Dal punto di vista regolamentare non c'è nulla di anomalo: il monegasco ha conquistato il quarto posto in pista, sfruttando un errore commesso dal britannico. La scelta diventa però discutibile osservando la classifica del campionato. Lewis era ed è il primo inseguitore di Kimi Antonelli, mentre Charles si trova più indietro e con possibilità sensibilmente inferiori di rientrare nella lotta per il titolo.

La Ferrari non protegge Hamilton nella lotta con Antonelli
Antonelli ha lasciato Budapest con 219 punti, Hamilton con 169 e Leclerc con 138. Consentendo che l'ordine tra le due Rosse venisse ribaltato, la Ferrari ha fatto aumentare da 48 a 50 punti il distacco tra Lewis e il leader del Mondiale. Il bottino complessivo della squadra non sarebbe cambiato mantenendo Hamilton quarto e Leclerc quinto.
La scuderia di Maranello avrebbe potuto chiedere a Leclerc di restare oltre i cinque secondi, ma ha scelto di non imporre ordini di scuderia.

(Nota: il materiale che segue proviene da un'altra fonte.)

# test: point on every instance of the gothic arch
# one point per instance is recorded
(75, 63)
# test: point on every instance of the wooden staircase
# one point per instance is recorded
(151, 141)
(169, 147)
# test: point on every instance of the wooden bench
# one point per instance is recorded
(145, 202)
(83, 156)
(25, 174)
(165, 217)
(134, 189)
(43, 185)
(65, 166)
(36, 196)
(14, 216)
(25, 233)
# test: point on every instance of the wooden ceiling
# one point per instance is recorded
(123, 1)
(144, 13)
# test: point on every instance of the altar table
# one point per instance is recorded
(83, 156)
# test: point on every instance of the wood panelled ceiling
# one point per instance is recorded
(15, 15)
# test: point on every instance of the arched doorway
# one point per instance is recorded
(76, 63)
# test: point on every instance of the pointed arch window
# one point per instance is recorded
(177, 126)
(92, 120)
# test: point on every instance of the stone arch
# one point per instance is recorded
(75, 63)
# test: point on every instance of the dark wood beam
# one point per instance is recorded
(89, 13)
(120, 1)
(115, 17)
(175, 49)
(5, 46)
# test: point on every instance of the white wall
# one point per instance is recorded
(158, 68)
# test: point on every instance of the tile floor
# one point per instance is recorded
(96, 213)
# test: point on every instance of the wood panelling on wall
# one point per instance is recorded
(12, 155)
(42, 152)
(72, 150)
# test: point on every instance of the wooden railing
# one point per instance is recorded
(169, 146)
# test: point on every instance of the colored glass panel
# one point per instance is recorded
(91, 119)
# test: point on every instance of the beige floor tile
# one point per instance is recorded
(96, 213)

Una posizione formalmente corretta, soprattutto perché la penalità nasce da un'infrazione commessa da Hamilton, ma politicamente significativa: la Ferrari non sembra ancora intenzionata a concentrare ogni scelta sul suo pilota meglio piazzato nel Mondiale.

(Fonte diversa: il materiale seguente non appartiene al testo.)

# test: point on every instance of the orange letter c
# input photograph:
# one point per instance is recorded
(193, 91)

Dopo aver richiamato Lewis per una sosta da lui giudicata inutile, facendogli perdere il podio e aprendogli la strada alla penalità, il muretto non ne ha protetto nemmeno il quarto posto virtuale. Un'altra decisione che lascia una domanda: a Maranello credono davvero che Hamilton possa ancora contendere il titolo ad Antonelli?